When Crossroads came out, I was in high school, and I saw it with my friends opening night. I knew I would hate it. I knew it would be terrible. I was right. But I LOVE stories about teenage friendships. The friendships are my favorite part of any coming-of-age story. Something that adults frequently get wrong when writing about teenage romance is that in real life, girls’ friends are significantly more important to them than their romantic partners. Once you get older and start thinking about marriage and maybe starting a family, suddenly the person you date/marry/whatever becomes the center of your life, but in most healthy teenage relationships (those without co-dependency issues) this isn’t actually the case. Teenage girls rely on their female friends for most of their emotional needs.
The friendship between Reagan and Dee is the backbone of this story, and they fit together like one of those puzzles you could easily assemble even if all the pieces were turned upside down. Both girls are nursing broken hearts–Dee and her long-term boyfriend recently broke up because she was becoming a famous country singer, and he couldn’t handle all the public scrutiny; Reagan just dumped a drug addict who hit her–and each has her own way of mourning her recent loss.

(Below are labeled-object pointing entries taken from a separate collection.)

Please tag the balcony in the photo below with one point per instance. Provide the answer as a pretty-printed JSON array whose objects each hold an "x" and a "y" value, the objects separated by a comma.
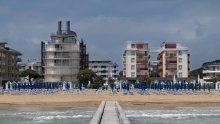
[
  {"x": 18, "y": 60},
  {"x": 211, "y": 71},
  {"x": 2, "y": 55},
  {"x": 62, "y": 64},
  {"x": 60, "y": 72}
]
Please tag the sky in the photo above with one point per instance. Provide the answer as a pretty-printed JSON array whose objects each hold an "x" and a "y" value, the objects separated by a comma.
[{"x": 106, "y": 25}]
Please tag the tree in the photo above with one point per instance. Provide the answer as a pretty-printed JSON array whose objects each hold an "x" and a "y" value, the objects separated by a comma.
[
  {"x": 99, "y": 80},
  {"x": 30, "y": 74},
  {"x": 120, "y": 74},
  {"x": 145, "y": 79},
  {"x": 154, "y": 74},
  {"x": 110, "y": 80},
  {"x": 215, "y": 79},
  {"x": 85, "y": 75}
]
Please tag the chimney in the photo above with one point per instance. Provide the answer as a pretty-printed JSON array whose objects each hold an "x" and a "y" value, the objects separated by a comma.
[
  {"x": 59, "y": 27},
  {"x": 68, "y": 27}
]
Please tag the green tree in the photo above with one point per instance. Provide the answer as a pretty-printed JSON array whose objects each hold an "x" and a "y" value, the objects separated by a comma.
[
  {"x": 110, "y": 80},
  {"x": 145, "y": 79},
  {"x": 99, "y": 80},
  {"x": 120, "y": 74},
  {"x": 86, "y": 75},
  {"x": 30, "y": 74},
  {"x": 215, "y": 79},
  {"x": 154, "y": 74}
]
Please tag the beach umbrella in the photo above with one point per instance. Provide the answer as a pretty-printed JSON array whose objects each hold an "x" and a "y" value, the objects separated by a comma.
[{"x": 174, "y": 79}]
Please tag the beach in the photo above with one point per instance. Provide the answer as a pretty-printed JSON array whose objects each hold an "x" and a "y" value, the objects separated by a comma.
[
  {"x": 70, "y": 108},
  {"x": 90, "y": 98}
]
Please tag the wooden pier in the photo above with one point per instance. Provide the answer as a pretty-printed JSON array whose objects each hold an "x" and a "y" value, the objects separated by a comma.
[{"x": 109, "y": 112}]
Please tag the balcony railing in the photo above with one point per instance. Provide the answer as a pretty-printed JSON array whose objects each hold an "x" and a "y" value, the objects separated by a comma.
[
  {"x": 2, "y": 55},
  {"x": 18, "y": 60},
  {"x": 63, "y": 64},
  {"x": 211, "y": 71},
  {"x": 63, "y": 49}
]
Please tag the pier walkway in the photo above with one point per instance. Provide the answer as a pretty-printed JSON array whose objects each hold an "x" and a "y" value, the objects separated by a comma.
[{"x": 109, "y": 112}]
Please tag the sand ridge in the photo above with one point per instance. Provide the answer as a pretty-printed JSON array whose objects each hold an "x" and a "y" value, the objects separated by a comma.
[{"x": 90, "y": 98}]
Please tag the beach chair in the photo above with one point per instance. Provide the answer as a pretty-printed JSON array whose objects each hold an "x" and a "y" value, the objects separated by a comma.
[{"x": 131, "y": 93}]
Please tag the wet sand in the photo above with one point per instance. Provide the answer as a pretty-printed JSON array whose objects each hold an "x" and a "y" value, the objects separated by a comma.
[{"x": 91, "y": 99}]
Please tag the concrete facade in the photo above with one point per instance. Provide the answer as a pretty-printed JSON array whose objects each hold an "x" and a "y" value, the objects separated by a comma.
[
  {"x": 173, "y": 60},
  {"x": 61, "y": 56},
  {"x": 105, "y": 69},
  {"x": 210, "y": 70},
  {"x": 8, "y": 63},
  {"x": 136, "y": 60}
]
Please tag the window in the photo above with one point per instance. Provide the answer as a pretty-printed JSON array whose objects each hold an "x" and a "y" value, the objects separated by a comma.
[
  {"x": 180, "y": 60},
  {"x": 180, "y": 74},
  {"x": 132, "y": 67},
  {"x": 132, "y": 52},
  {"x": 132, "y": 74},
  {"x": 132, "y": 60},
  {"x": 180, "y": 67}
]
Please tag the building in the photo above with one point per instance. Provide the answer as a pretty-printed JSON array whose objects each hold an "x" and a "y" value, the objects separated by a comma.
[
  {"x": 173, "y": 60},
  {"x": 136, "y": 60},
  {"x": 105, "y": 69},
  {"x": 153, "y": 66},
  {"x": 63, "y": 55},
  {"x": 210, "y": 70},
  {"x": 32, "y": 64},
  {"x": 8, "y": 63}
]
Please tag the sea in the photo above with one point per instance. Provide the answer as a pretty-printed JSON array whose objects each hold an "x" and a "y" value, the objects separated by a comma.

Reagan is just kind of infinitely relatable. The unearned loathing she feels for her stepmother made me groan with embarrassment at how I treated my own stepparents (I’ve had four), and the way she threw herself into a scary, unhealthy lifestyle, including dating an abusive druggie, rings so true to how things can snowball out of control once a teenager starts to feel desperate and doesn’t have the right kind of support at home. Reagan has quit smoking, but she still craves cigarettes when she gets stressed (the way things like smoking and underage drinking are handled in this book is pretty great), and her non-smoking friends are really grossed out by it. She is understandably reticent to jump into a relationship with Matt after the terrible experience she had with her ex, and she is smart enough to move slowly with him while she figures herself out.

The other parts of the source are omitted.